Fighting Back -- and Mischaracterizing His Critics
Bush took 10 minutes away from biking and boating at a Utah resort yesterday to step before the microphones. The first question he faced from reporters, not surprisingly, was about war protester and grieving mother Cindy Sheehan.
Here's the text of his remarks.
"I think immediate withdrawal from Iraq would be a mistake," Bush said. "I think those who advocate immediate withdrawal from not only Iraq but the Middle East would be -- are advocating a policy that would weaken the United States. So I appreciate her right to protest. I understand her anguish. I met with a lot of families. She doesn't represent the view of a lot of the families I have met with. And I'll continue to meet with families."
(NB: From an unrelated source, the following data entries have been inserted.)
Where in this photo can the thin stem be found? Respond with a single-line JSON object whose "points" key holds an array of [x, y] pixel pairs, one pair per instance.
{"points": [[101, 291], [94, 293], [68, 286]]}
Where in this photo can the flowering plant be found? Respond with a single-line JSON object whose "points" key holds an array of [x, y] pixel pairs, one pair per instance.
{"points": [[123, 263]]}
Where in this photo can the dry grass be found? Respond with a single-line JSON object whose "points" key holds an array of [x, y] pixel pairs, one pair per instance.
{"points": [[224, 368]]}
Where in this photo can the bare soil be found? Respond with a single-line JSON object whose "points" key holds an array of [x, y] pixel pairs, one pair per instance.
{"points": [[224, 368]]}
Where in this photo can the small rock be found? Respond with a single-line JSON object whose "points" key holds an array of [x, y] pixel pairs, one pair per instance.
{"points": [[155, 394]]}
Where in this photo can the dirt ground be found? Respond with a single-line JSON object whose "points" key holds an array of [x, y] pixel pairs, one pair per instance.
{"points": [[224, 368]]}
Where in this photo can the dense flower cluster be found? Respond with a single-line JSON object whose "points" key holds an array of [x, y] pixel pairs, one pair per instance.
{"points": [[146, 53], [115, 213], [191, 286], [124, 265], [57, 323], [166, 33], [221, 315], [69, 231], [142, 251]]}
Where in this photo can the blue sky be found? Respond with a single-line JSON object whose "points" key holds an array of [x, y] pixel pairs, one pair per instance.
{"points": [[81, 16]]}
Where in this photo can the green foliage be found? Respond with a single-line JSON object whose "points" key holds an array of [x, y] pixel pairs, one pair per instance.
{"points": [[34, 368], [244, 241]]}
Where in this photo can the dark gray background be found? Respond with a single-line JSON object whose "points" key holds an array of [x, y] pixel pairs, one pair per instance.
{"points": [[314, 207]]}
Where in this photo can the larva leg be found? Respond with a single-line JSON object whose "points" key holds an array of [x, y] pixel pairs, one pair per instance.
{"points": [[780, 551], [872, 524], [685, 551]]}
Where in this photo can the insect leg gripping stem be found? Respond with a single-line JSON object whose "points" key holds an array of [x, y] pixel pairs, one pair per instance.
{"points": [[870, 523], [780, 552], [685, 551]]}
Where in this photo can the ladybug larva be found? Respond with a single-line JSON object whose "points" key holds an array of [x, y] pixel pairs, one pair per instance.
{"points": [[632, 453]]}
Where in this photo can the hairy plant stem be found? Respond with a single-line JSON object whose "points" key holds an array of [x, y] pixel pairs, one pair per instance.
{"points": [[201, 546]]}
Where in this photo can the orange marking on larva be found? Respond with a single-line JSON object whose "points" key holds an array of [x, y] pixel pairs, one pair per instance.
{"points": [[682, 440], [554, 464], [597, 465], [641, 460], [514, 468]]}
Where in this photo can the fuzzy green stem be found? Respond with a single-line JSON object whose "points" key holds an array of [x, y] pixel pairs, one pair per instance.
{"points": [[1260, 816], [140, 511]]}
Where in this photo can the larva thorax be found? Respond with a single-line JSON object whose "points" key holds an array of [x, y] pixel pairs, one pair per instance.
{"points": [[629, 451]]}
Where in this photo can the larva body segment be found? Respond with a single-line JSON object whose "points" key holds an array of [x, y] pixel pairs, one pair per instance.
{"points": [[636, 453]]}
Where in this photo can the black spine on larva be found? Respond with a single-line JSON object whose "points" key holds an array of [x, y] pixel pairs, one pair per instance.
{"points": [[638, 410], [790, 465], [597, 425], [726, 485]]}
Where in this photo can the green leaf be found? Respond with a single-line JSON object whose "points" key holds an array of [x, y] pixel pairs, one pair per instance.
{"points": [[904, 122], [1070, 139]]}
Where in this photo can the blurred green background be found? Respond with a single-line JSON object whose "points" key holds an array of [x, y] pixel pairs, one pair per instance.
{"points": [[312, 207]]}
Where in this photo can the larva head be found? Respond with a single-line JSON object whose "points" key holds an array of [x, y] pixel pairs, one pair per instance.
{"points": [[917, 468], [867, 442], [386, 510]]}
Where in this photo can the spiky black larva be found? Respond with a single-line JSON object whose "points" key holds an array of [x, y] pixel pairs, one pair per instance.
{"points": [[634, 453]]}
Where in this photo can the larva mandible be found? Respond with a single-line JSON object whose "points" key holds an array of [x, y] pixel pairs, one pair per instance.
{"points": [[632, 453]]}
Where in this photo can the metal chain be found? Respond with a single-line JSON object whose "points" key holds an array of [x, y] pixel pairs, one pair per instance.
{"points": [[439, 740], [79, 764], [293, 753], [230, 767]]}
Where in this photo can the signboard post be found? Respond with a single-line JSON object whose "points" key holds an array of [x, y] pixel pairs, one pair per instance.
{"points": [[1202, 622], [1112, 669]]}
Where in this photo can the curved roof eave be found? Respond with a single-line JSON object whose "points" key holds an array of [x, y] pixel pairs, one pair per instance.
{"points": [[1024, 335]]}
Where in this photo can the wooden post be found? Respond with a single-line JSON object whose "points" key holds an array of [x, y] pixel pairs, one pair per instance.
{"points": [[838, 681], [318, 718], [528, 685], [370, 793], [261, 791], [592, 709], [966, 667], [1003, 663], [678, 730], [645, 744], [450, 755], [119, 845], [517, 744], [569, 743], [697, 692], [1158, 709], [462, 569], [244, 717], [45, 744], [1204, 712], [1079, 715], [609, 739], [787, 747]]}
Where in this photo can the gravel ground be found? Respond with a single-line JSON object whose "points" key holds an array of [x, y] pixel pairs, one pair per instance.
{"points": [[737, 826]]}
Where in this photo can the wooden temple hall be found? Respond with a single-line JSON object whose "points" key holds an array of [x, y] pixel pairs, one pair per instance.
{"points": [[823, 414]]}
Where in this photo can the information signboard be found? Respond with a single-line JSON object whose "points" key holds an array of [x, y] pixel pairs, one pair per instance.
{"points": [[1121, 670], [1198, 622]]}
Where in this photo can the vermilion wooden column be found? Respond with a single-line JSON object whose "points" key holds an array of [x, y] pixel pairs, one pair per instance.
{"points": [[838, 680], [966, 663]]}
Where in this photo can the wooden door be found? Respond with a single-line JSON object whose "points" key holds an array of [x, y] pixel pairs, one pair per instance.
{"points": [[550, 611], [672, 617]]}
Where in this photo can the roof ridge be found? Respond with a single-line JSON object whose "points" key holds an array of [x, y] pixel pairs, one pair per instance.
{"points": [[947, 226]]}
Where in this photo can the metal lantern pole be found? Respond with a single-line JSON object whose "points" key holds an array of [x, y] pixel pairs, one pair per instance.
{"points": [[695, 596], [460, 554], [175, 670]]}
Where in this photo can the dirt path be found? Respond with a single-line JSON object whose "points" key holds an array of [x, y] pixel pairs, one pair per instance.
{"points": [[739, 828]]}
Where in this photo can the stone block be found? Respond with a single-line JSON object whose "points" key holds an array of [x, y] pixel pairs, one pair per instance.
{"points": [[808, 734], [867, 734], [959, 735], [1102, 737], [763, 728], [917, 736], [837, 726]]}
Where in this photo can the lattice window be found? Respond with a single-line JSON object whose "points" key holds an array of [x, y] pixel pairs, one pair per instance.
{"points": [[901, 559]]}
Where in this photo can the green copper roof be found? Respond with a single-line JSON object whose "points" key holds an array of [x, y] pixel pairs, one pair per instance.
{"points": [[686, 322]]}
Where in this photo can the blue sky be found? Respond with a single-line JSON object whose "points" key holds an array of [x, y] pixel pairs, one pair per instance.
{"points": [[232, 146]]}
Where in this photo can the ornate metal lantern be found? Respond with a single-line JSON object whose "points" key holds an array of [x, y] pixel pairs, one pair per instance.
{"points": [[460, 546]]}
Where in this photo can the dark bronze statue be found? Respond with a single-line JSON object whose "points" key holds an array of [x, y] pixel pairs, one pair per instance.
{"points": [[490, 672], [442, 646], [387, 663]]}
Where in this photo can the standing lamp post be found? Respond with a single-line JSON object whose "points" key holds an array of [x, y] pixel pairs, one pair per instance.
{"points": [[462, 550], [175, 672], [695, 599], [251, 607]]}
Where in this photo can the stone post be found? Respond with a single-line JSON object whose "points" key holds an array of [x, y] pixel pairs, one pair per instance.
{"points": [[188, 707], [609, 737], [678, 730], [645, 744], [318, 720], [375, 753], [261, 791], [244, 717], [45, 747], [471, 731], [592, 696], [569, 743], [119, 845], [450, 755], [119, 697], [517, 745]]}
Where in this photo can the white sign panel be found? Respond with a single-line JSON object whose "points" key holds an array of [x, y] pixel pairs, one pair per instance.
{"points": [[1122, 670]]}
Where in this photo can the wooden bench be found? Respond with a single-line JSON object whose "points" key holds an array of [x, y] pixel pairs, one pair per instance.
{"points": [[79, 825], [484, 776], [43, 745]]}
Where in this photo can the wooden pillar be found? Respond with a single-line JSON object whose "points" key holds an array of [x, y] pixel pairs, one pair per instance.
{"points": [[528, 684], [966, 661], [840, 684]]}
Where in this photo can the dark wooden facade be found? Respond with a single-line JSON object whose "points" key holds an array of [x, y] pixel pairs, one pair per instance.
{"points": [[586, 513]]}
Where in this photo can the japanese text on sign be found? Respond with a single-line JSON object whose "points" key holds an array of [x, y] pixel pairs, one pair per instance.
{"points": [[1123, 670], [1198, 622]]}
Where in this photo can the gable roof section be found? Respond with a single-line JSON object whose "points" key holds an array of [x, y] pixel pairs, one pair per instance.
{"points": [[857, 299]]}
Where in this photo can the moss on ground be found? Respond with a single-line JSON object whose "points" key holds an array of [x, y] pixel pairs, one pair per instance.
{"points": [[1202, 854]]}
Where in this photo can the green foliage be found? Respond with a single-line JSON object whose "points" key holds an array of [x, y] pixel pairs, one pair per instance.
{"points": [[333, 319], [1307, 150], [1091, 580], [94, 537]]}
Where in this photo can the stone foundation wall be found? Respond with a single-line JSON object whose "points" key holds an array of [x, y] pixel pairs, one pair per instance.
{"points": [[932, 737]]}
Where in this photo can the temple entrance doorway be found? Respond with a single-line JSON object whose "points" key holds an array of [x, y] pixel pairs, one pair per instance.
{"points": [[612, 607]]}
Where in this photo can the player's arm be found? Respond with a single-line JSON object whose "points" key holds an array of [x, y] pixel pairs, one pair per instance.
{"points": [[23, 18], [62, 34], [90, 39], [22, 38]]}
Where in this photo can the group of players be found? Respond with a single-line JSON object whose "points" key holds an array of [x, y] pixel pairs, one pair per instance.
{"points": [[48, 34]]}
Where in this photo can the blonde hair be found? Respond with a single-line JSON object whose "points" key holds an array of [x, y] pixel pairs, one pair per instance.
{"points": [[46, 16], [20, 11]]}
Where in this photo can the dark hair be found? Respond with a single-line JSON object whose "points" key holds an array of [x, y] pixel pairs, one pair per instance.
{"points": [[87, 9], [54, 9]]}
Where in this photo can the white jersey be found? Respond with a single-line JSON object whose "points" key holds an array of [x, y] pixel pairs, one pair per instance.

But as several media reports pointed out this morning, critics of the Iraq war are not advocating an immediate withdrawal from the greater Middle East. And many are not even calling for an immediate pullout from Iraq. Rather, they are asking for a specific plan to bring the troops home, and maybe an acknowledgement of error.
Olivier Knox of Agence France Presse writes: "President George W. Bush painted demonstrators seeking a speedy US withdrawal from Iraq as dangerous isolationists, but one protesting widow said she just wants answers. . . .
"At an anti-war rally in downtown Boise, Melanie House clutched her gurgling eight-month-old son James, his tiny white T-shirt emblazoned with a photograph of a father he will never know, and quietly disputed the president.
" 'My reaction is, why are we there in the first place? I'll always be in support of the troops. I don't feel like what I'm doing, saying, speaking out, weakens anything,' she said with James squirming happily in her arms.
" 'I want the troops home, and I want the president to tell me why my husband had to go to Iraq, and why I had to become a widow at age 26, and why my son will never meet his daddy,' House told reporters."
Elisabeth Bumiller writes in the New York Times: "President Bush said Tuesday that war protesters like Cindy Sheehan who want an immediate withdrawal of American troops from Iraq 'are advocating a policy that would weaken the United States,' and that Ms. Sheehan did not represent the views of other military families he had met.